Silkenweb Example: Hackernews Clone

Practical Reed-Solomon for Programmers

229 points by heydenberk 4 years ago | 43 comments

h2odragon 4 years ago
Amusing: the linked library page, https://www.ka9q.net/code/fec/ says (from 2007) "The new Intel Macs are not yet supported. Stay tuned."
Ignore an issue for long enough, and it stops being an issue :)
coder543 4 years ago
If anyone wants to read more about Reed Solomon, this is the article that helped me understand Reed Solomon earlier this year: https://innovation.vivint.com/introduction-to-reed-solomon-b...
- ahubert 4 years ago
  (author here) Nice! Added that to the page, very worthwhile. Thanks.
  - vmilner 4 years ago
    This BBC engineering paper is also useful.
    https://downloads.bbc.co.uk/rd/pubs/whp/whp-pdf-files/WHP031...
boredprograming 4 years ago
Just to add to this topic, usually Reed Solomon codes are interleaved with Turbo codes or LDPC.
The reason is this: Reed Solomon corrects entire symbols, but can only correct so many symbols per block. LDPC and Turbo correct single bit errors. If you have a lot of single bit errors, mixed with completely corrupt blocks, it's best to use both.
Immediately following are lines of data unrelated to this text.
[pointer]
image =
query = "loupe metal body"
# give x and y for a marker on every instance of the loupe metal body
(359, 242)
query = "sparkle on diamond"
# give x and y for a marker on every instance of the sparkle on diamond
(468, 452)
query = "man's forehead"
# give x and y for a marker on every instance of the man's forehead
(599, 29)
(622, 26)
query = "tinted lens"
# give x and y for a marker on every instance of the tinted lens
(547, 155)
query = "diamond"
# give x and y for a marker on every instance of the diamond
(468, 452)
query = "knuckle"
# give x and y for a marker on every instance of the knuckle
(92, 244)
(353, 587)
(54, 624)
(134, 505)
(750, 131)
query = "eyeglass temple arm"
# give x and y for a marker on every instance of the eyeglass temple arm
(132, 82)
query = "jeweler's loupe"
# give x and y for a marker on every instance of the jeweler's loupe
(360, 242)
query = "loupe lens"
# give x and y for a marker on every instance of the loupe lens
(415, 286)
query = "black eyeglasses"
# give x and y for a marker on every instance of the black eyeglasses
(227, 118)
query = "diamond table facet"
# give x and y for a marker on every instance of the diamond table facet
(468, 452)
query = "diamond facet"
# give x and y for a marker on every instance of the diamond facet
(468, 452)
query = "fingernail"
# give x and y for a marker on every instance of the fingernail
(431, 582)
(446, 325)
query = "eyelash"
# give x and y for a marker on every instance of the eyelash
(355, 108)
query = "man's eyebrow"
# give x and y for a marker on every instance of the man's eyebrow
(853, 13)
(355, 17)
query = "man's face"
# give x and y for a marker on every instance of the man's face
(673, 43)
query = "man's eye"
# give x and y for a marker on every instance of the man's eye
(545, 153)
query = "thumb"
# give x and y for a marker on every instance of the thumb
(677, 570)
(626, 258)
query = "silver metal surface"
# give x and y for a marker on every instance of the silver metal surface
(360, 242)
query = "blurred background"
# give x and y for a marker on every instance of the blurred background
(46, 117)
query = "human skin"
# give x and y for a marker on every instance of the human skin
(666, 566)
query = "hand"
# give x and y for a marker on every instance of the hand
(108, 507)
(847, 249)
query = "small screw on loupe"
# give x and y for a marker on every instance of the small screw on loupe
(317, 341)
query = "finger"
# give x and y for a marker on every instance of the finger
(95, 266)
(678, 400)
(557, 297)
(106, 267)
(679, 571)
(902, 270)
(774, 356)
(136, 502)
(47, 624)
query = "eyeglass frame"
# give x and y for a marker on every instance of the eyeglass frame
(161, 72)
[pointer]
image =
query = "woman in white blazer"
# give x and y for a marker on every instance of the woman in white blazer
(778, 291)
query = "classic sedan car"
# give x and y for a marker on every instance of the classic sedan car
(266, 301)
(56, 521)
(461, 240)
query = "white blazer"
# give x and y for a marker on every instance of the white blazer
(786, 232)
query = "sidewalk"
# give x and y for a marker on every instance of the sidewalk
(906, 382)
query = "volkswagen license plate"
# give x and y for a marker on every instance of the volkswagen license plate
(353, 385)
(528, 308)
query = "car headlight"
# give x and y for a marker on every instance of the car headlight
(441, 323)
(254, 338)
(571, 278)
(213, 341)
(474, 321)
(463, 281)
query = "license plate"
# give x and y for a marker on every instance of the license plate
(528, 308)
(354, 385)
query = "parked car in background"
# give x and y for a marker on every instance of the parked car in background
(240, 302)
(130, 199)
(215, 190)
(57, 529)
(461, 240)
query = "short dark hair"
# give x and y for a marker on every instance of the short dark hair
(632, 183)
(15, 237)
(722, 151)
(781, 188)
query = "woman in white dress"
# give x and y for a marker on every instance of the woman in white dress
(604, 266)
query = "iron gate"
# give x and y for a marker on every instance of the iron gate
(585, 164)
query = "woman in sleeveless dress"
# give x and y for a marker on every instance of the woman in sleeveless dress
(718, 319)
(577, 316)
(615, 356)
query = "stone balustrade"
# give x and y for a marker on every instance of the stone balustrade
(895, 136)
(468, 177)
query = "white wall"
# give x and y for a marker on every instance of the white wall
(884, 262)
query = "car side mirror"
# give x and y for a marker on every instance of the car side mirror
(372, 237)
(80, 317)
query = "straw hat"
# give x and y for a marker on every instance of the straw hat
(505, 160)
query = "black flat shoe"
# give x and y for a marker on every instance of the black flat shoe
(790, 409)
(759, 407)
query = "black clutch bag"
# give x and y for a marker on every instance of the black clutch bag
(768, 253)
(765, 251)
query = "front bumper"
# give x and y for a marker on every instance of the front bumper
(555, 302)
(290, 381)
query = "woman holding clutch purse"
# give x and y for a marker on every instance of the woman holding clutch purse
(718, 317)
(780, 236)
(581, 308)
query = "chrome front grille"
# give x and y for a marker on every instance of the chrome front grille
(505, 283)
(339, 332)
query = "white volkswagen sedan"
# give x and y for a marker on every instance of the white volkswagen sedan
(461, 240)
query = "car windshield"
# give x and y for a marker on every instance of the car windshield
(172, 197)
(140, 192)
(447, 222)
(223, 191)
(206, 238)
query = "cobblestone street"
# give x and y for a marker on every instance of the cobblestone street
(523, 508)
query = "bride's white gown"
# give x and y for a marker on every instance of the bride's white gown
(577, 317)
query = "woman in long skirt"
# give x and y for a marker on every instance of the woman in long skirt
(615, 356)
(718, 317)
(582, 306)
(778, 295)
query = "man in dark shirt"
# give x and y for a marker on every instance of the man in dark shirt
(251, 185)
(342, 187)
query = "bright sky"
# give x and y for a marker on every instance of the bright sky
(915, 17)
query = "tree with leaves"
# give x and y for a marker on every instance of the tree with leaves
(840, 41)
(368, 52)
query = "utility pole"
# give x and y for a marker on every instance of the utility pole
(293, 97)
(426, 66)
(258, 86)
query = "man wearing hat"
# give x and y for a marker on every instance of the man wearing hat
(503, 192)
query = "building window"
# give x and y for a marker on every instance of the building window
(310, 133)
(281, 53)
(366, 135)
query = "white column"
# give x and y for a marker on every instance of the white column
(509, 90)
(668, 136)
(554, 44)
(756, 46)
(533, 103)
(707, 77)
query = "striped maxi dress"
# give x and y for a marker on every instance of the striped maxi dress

Interleaving usually mixes the bits around too, to spread long chains of errors out between symbols.
This setup is used in digital radio, 3G, CD and DVD, DSL, etc
conductor 4 years ago
Thanks for the article and code.
Also check out https://github.com/Parchive/par2cmdline
I wish something like this was integrated into a modern and free archive format. RAR has it. RAR also got volume recovery: when creating split multi-volume archives you can also create recovery volumes - each recovery volume can replace any other one missing volume. It was a life-saver in floppy-disk times.
- dale_glass 4 years ago
  We're not using floppies anymore, and media is extremely reliable.
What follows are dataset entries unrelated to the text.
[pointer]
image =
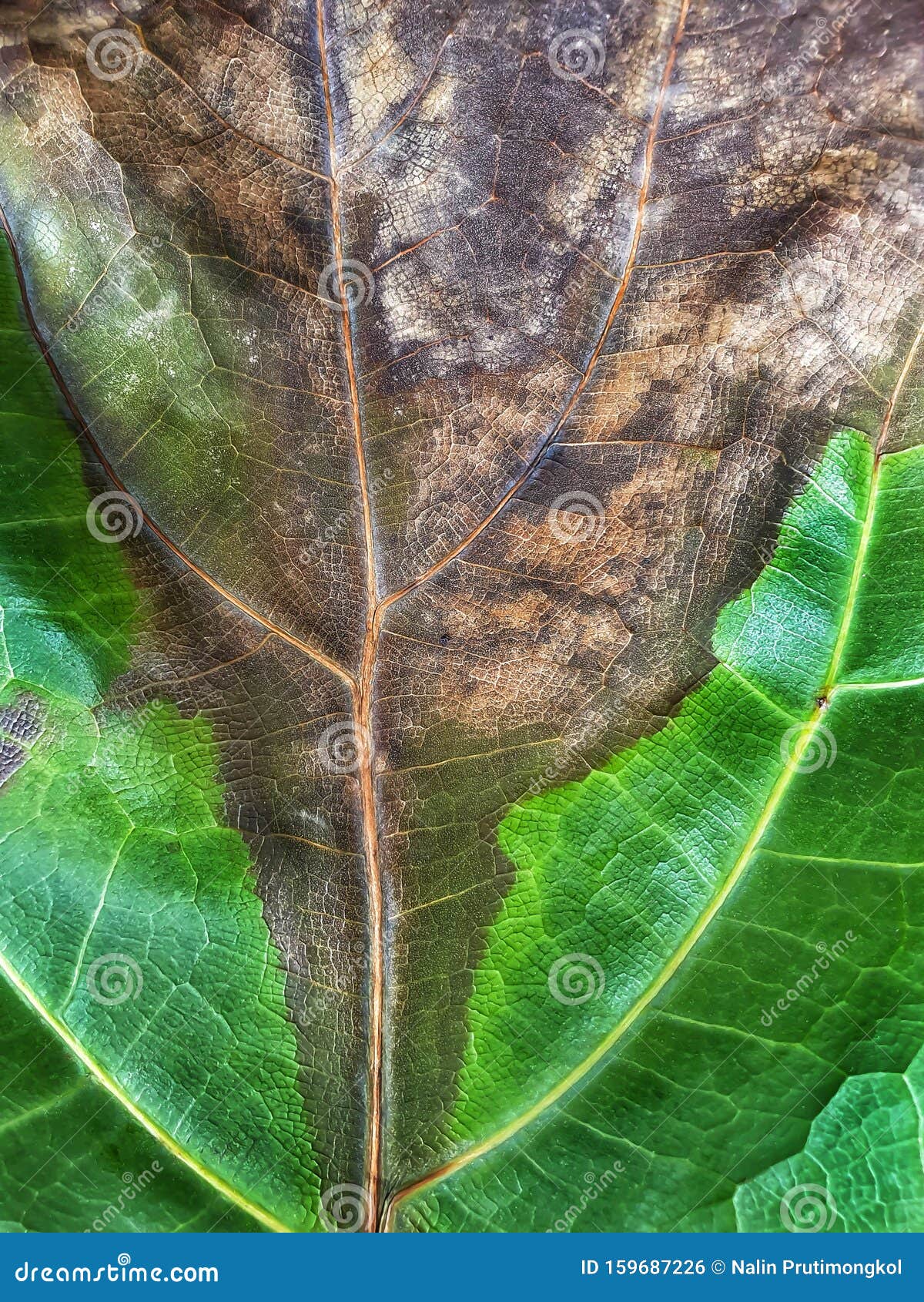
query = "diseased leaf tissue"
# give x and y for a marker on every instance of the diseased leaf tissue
(461, 741)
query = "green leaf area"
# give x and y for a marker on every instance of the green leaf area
(150, 1075)
(705, 988)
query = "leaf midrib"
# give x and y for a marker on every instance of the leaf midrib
(714, 908)
(825, 693)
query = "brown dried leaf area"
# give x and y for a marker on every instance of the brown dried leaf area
(601, 327)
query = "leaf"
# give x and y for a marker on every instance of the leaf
(495, 502)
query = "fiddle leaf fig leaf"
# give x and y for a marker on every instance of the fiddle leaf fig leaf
(462, 620)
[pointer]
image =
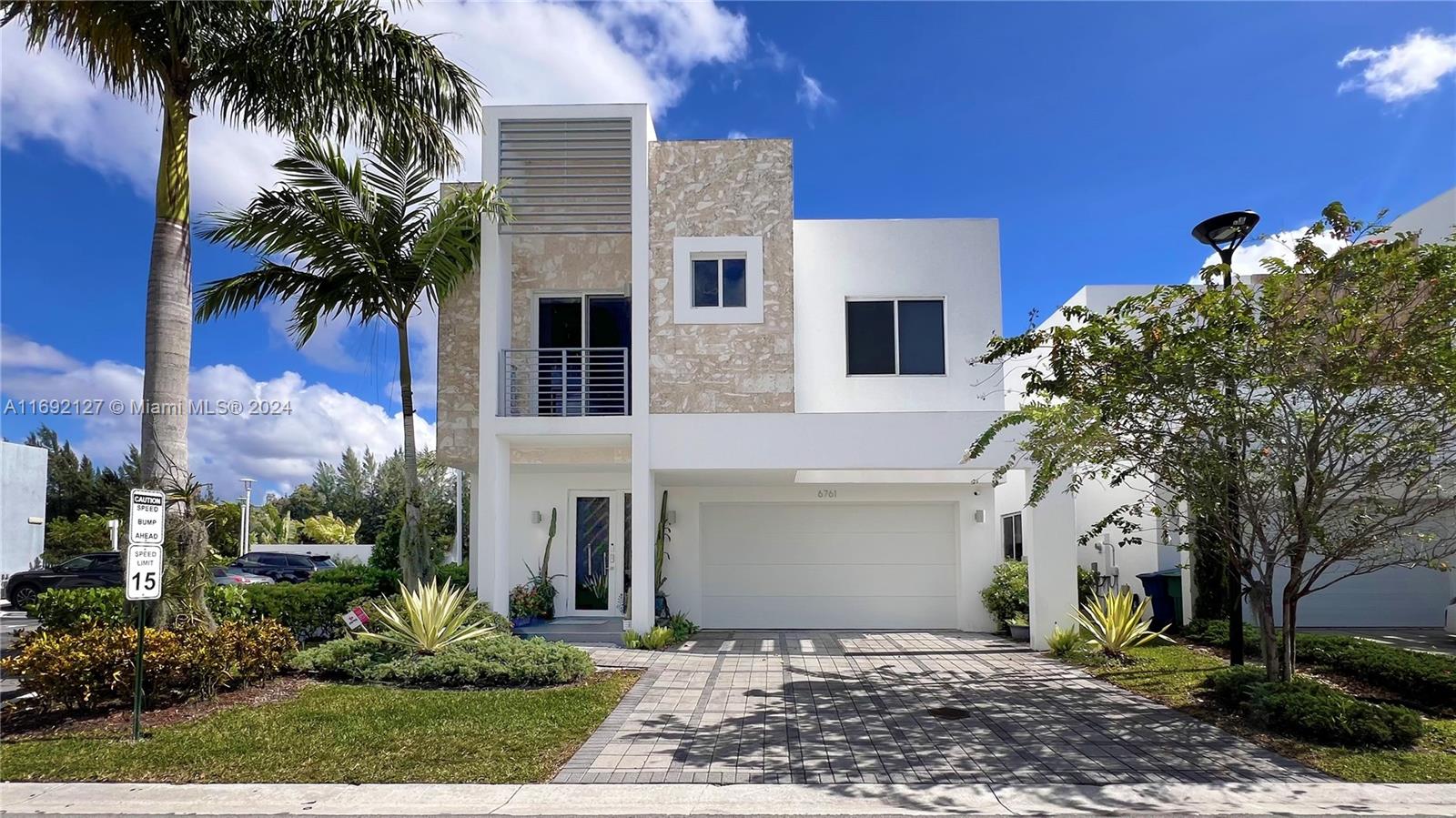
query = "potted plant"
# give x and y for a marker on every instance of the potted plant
(1019, 628)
  On the internet you can just retransmit if something went wrong, and if you're worried about the media specifically then there are media specific measures, like RAID and filesystem level checksums.
  - macintux 4 years ago
    Cosmic rays are a thing, and wasn’t there just a study linked here a few days ago about how unreliable hardware is at scale?
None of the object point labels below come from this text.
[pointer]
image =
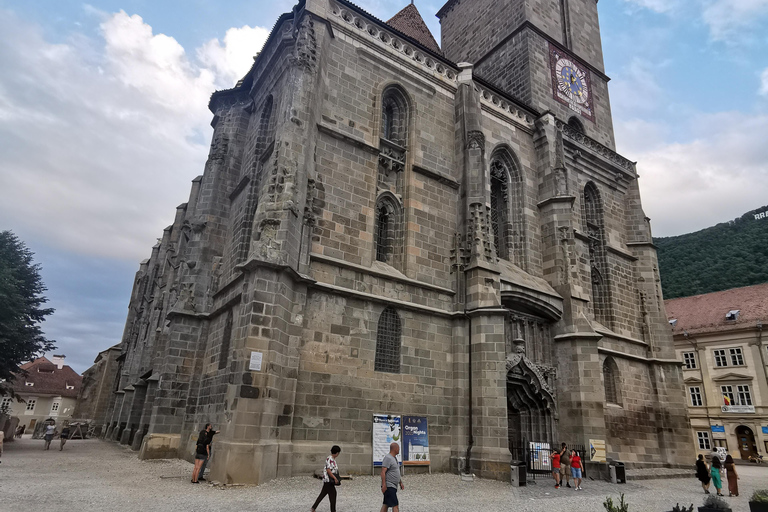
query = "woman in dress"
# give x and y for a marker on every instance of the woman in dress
(733, 476)
(330, 479)
(702, 473)
(714, 471)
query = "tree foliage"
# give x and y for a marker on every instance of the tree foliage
(728, 255)
(21, 311)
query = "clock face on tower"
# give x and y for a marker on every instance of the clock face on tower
(570, 83)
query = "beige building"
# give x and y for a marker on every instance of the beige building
(48, 390)
(719, 338)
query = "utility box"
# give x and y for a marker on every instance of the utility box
(618, 473)
(518, 473)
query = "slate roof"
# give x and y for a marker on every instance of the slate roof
(47, 379)
(707, 312)
(409, 22)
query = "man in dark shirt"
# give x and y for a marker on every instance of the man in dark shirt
(210, 433)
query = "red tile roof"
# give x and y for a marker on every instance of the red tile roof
(48, 379)
(707, 312)
(409, 22)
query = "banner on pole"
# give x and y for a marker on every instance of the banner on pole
(415, 441)
(386, 430)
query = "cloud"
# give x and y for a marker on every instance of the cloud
(764, 82)
(100, 136)
(729, 20)
(718, 175)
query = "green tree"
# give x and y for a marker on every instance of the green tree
(21, 311)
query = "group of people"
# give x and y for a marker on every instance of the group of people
(203, 453)
(390, 479)
(566, 464)
(714, 474)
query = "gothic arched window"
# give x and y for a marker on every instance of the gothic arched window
(506, 206)
(387, 230)
(266, 130)
(576, 124)
(394, 116)
(388, 342)
(611, 381)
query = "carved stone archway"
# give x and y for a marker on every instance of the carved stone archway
(531, 404)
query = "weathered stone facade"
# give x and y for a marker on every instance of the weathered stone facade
(394, 233)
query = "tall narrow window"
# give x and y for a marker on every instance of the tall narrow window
(226, 340)
(507, 206)
(611, 381)
(593, 213)
(388, 231)
(388, 342)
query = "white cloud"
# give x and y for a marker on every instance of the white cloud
(728, 20)
(764, 82)
(99, 138)
(717, 176)
(234, 58)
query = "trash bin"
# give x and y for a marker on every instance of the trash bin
(618, 473)
(518, 473)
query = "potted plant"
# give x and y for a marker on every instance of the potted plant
(759, 501)
(714, 504)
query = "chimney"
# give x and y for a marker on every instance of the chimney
(59, 361)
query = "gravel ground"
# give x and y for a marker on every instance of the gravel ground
(95, 475)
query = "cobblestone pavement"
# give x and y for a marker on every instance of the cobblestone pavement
(94, 475)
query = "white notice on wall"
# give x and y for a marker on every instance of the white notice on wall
(255, 361)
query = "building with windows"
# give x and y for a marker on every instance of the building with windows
(719, 338)
(48, 390)
(388, 225)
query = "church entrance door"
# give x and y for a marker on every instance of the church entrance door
(747, 447)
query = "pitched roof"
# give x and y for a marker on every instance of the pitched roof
(409, 22)
(47, 379)
(707, 312)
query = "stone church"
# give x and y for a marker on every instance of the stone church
(388, 225)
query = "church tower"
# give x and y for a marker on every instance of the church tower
(547, 53)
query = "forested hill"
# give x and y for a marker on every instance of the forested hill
(728, 255)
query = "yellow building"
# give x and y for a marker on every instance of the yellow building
(719, 339)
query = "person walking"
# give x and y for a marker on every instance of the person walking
(201, 474)
(714, 472)
(50, 431)
(556, 468)
(576, 470)
(390, 479)
(732, 476)
(63, 437)
(201, 452)
(330, 479)
(565, 465)
(702, 473)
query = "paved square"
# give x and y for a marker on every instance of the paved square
(95, 475)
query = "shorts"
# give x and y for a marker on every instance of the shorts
(390, 497)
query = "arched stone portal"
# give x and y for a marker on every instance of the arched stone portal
(531, 406)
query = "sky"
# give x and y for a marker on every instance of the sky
(104, 123)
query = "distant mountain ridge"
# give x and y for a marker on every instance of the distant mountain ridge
(728, 255)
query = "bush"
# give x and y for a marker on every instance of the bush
(610, 507)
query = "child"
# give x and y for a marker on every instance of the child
(576, 469)
(556, 468)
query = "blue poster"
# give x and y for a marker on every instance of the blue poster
(415, 441)
(386, 430)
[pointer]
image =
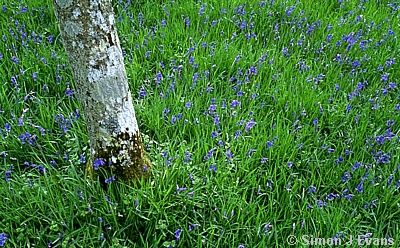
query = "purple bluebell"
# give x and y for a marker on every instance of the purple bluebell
(109, 180)
(3, 239)
(98, 162)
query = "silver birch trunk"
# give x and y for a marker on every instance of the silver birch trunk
(90, 39)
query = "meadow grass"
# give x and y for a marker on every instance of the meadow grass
(263, 119)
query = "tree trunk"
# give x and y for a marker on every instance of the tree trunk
(92, 44)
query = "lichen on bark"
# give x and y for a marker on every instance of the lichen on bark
(91, 42)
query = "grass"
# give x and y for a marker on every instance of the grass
(262, 119)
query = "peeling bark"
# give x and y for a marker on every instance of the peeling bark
(92, 44)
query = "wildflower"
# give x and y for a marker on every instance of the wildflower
(98, 162)
(360, 187)
(188, 157)
(192, 227)
(290, 10)
(321, 204)
(311, 189)
(188, 105)
(249, 125)
(229, 154)
(346, 176)
(187, 22)
(7, 127)
(142, 92)
(3, 239)
(235, 103)
(109, 180)
(7, 175)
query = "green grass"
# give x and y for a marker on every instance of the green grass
(314, 122)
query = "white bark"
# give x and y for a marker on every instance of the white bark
(91, 41)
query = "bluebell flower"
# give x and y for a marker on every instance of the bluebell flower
(346, 177)
(109, 180)
(177, 234)
(192, 227)
(249, 125)
(290, 10)
(188, 157)
(311, 189)
(3, 239)
(7, 175)
(213, 168)
(98, 162)
(229, 154)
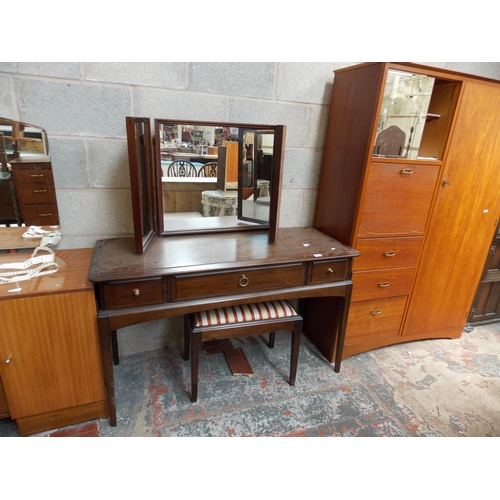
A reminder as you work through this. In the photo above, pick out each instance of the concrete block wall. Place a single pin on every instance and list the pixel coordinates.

    - dale_glass 4 years ago
      Oh, I'm all for ECC and checksumming and whatnot.
      All I'm saying is that adding recovery info to archives is probably not ideal -- we can do it in a task or media specific way that works best for whatever context the data is in.
      Redundancy in .RAR made perfect sense back when you were transporting data on floppies, and if the floppy was bad, it was a huge pain. These days we transport over the network and don't need to carry any redundant data at all. All we need is a checksum and to retransmit whatever didn't arrive correctly.
ithkuil 4 years ago
There are other erasure codes that go beyond RS. For example LRC (Local Reconstruct Codes) is very interesting; it improves on reed Solomon by requiring less bandwidth/IO for repair reads.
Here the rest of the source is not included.